Question

Evaluate the integral: \[ \int_0^{16} \frac{\sqrt{x}}{1 + \sqrt{x}} dx. \]

• A. \( 8 + 2\log 2 \)
• B. \( 8 + \log 2 \)
• C. \( 8 + 2\log 5 \)
• D. \( 8 + \log 5 \)

Hint:

Use \( t = \sqrt{x} \) substitution to simplify radicals. - Splitting fractions can make integration easier.

Answer 1

The Correct Option is C

Step 1: Use substitution
Let \( t = \sqrt{x} \), so that \( x = t^2 \) and \( dx = 2t dt \).

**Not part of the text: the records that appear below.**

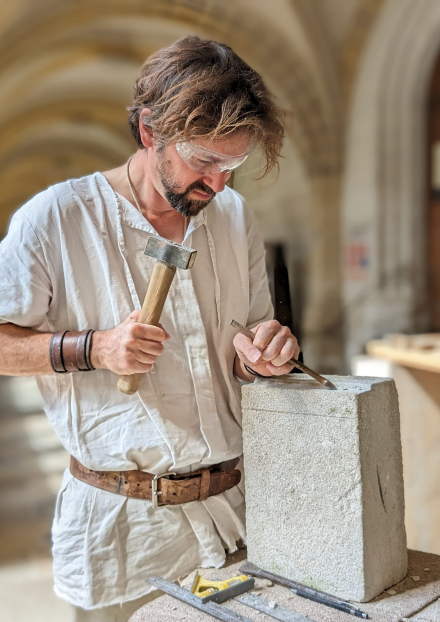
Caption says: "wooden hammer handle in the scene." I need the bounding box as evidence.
[118,261,176,395]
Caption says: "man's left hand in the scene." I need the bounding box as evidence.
[233,320,300,380]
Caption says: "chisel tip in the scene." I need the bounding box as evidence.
[324,378,338,391]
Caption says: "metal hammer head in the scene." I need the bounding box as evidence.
[144,235,197,270]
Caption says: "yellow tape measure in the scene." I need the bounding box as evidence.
[191,572,255,602]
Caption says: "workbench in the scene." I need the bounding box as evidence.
[129,550,440,622]
[353,333,440,560]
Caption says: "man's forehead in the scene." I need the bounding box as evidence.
[192,133,251,156]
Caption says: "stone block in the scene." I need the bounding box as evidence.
[242,376,407,602]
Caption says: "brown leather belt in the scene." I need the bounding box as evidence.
[70,456,241,507]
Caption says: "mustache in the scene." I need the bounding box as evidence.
[185,181,216,200]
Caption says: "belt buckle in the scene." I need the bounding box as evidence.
[151,473,176,508]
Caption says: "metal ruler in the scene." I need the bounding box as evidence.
[148,577,313,622]
[147,577,252,622]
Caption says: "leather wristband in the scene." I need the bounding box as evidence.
[49,330,68,374]
[50,329,95,374]
[243,363,264,378]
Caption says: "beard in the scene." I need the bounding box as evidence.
[156,152,216,217]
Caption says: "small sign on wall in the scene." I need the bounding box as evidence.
[344,241,371,281]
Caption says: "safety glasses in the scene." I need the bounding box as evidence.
[176,141,252,175]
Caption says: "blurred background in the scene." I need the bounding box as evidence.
[0,0,440,622]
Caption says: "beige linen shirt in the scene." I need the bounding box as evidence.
[0,173,272,609]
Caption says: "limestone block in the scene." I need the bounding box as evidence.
[242,376,407,602]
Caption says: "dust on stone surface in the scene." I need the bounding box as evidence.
[129,551,440,622]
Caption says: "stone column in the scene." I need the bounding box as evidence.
[243,376,407,602]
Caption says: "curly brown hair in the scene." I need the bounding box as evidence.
[129,36,284,176]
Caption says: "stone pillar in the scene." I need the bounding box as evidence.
[243,376,407,602]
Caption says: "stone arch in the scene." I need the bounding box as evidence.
[343,0,440,358]
[0,0,342,370]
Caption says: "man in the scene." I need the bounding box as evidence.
[0,37,299,620]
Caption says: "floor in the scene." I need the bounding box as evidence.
[0,376,73,622]
[0,376,440,622]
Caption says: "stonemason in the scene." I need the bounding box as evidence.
[243,376,407,602]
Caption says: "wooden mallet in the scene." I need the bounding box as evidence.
[118,235,197,395]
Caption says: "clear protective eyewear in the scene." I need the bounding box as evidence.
[176,141,252,175]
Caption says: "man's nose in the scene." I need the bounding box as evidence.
[203,171,231,193]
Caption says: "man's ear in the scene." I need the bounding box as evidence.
[139,108,153,149]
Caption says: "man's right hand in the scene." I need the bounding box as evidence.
[90,309,170,376]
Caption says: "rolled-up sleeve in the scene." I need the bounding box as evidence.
[0,210,52,328]
[247,213,273,327]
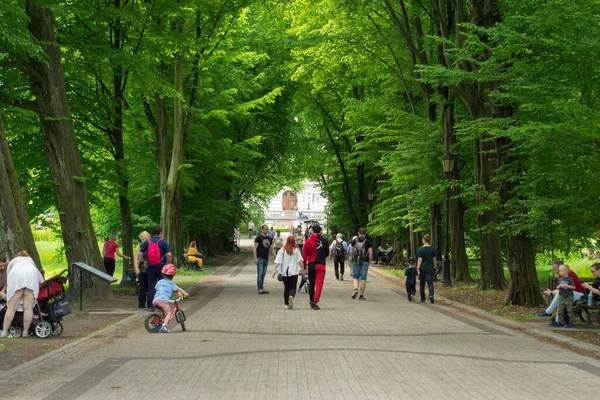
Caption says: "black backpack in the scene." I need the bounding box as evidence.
[352,239,367,264]
[333,240,346,260]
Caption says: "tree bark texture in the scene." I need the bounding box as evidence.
[506,234,544,306]
[439,86,471,281]
[0,114,43,270]
[25,0,111,299]
[429,203,446,261]
[474,137,506,290]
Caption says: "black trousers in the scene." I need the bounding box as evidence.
[308,264,317,303]
[138,271,152,308]
[104,257,115,276]
[283,275,298,306]
[333,257,345,279]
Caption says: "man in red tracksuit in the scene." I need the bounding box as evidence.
[302,225,329,310]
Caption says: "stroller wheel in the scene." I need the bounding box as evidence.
[35,321,52,339]
[52,322,63,336]
[8,326,23,338]
[144,314,162,333]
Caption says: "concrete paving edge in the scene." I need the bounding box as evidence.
[369,266,600,357]
[0,253,248,380]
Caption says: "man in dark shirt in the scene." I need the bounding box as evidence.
[350,228,373,301]
[404,257,417,301]
[252,225,275,294]
[136,225,173,309]
[302,225,329,310]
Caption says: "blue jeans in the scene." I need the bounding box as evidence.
[256,257,269,290]
[546,290,583,322]
[419,272,433,301]
[352,261,369,281]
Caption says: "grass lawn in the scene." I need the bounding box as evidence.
[36,241,216,294]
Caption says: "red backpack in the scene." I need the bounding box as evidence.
[148,238,163,265]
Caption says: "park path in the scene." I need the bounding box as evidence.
[0,239,600,400]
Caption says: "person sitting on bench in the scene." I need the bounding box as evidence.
[373,243,394,264]
[187,240,204,268]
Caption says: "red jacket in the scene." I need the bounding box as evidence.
[302,233,329,268]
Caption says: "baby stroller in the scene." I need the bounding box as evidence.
[2,270,71,338]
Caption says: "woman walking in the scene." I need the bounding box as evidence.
[102,233,129,276]
[273,231,283,254]
[273,236,303,310]
[417,234,437,304]
[133,231,152,310]
[0,251,44,337]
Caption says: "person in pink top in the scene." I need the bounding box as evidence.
[102,233,130,276]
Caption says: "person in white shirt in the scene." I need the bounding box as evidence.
[273,236,304,310]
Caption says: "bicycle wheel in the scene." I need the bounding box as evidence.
[144,314,162,333]
[175,310,185,331]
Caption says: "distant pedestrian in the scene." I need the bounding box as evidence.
[273,231,283,254]
[417,234,437,304]
[252,225,275,294]
[296,228,304,253]
[302,225,329,310]
[404,257,417,301]
[273,236,303,310]
[102,233,129,276]
[133,231,152,310]
[329,233,348,281]
[556,264,575,328]
[136,226,172,309]
[350,228,373,301]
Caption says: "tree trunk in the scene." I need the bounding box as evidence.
[439,86,471,281]
[0,114,43,270]
[475,137,506,290]
[429,203,445,261]
[25,0,112,299]
[506,234,544,306]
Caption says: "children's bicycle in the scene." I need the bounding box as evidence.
[144,292,185,333]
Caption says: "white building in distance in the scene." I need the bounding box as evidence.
[265,182,328,229]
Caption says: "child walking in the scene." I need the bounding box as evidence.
[404,257,417,301]
[152,264,190,333]
[556,264,575,328]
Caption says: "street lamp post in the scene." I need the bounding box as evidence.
[441,153,456,286]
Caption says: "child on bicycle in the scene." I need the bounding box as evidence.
[152,264,189,332]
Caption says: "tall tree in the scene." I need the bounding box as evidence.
[24,0,111,298]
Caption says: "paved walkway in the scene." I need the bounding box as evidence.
[0,239,600,400]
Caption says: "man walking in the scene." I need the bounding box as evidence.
[350,228,373,301]
[302,225,329,310]
[136,226,172,308]
[252,225,275,294]
[329,233,348,281]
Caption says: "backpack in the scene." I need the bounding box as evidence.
[352,239,367,264]
[333,240,346,260]
[148,238,163,265]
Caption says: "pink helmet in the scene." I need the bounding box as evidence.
[161,264,177,275]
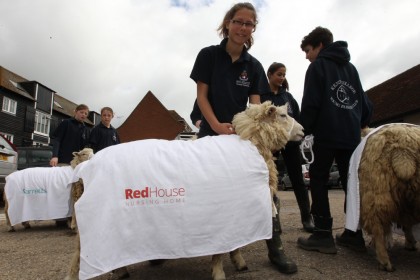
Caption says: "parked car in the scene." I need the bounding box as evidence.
[17,146,52,170]
[0,134,18,201]
[278,163,342,191]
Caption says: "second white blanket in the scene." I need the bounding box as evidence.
[75,135,272,279]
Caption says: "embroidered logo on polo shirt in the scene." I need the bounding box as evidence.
[236,70,251,87]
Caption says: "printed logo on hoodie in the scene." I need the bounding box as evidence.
[330,80,359,110]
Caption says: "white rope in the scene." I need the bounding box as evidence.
[300,134,314,164]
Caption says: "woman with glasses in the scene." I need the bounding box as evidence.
[190,3,297,273]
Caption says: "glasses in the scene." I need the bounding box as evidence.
[230,19,256,29]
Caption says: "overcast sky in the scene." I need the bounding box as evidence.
[0,0,420,130]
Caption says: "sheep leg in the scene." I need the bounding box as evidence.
[65,234,80,280]
[372,226,395,272]
[3,195,15,232]
[211,254,226,280]
[229,248,248,271]
[403,225,417,251]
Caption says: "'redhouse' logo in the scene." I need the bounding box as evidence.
[124,187,186,206]
[330,80,359,110]
[236,70,251,87]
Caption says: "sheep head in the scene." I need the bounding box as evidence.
[232,101,304,151]
[70,148,93,168]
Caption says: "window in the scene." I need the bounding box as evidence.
[35,111,50,135]
[0,132,13,143]
[2,96,17,115]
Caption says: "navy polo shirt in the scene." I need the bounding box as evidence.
[190,38,270,136]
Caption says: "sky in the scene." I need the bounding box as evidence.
[0,0,420,128]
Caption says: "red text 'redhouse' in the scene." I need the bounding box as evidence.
[125,187,185,200]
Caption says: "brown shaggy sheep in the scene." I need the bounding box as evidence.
[70,148,93,230]
[358,124,420,271]
[66,101,303,279]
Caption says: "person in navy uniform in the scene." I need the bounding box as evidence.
[297,27,372,254]
[50,104,90,167]
[190,3,297,273]
[89,107,121,153]
[261,62,314,232]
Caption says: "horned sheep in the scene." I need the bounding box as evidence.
[3,148,93,232]
[66,101,303,280]
[358,124,420,271]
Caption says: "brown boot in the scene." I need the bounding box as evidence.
[266,214,297,274]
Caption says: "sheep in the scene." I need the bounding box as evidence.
[70,148,93,231]
[3,148,93,232]
[358,124,420,272]
[66,101,303,280]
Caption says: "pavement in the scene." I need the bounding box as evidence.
[0,189,420,280]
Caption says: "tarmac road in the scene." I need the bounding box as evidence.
[0,190,420,280]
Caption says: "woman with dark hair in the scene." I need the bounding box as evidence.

Rewriting the integral: \[ I = \int_0^4 \frac{t}{1+t} \cdot 2t dt. \] \[ = 2 \int_0^4 \frac{t^2}{1+t} dt. \] Step 2: Split and integrate
\[ I = 2 \int_0^4 (t - 1 + \frac{1}{1+t}) dt. \] Solving each term: \[ I = 2 \left[ \frac{t^2}{2} - t + \log (1+t) \right] \Bigg|_0^4. \] Step 3: Compute the result
\[ I = 2 \left[ \left(\frac{16}{2} - 4 + \log 5 \right) - (0 - 0 + 0) \right]. \] \[ = 2 \times (8 - 4 + \log 5) = 8 + 2\log 5. \] Thus, the correct answer is \( \boxed{8 + 2\log 5} \).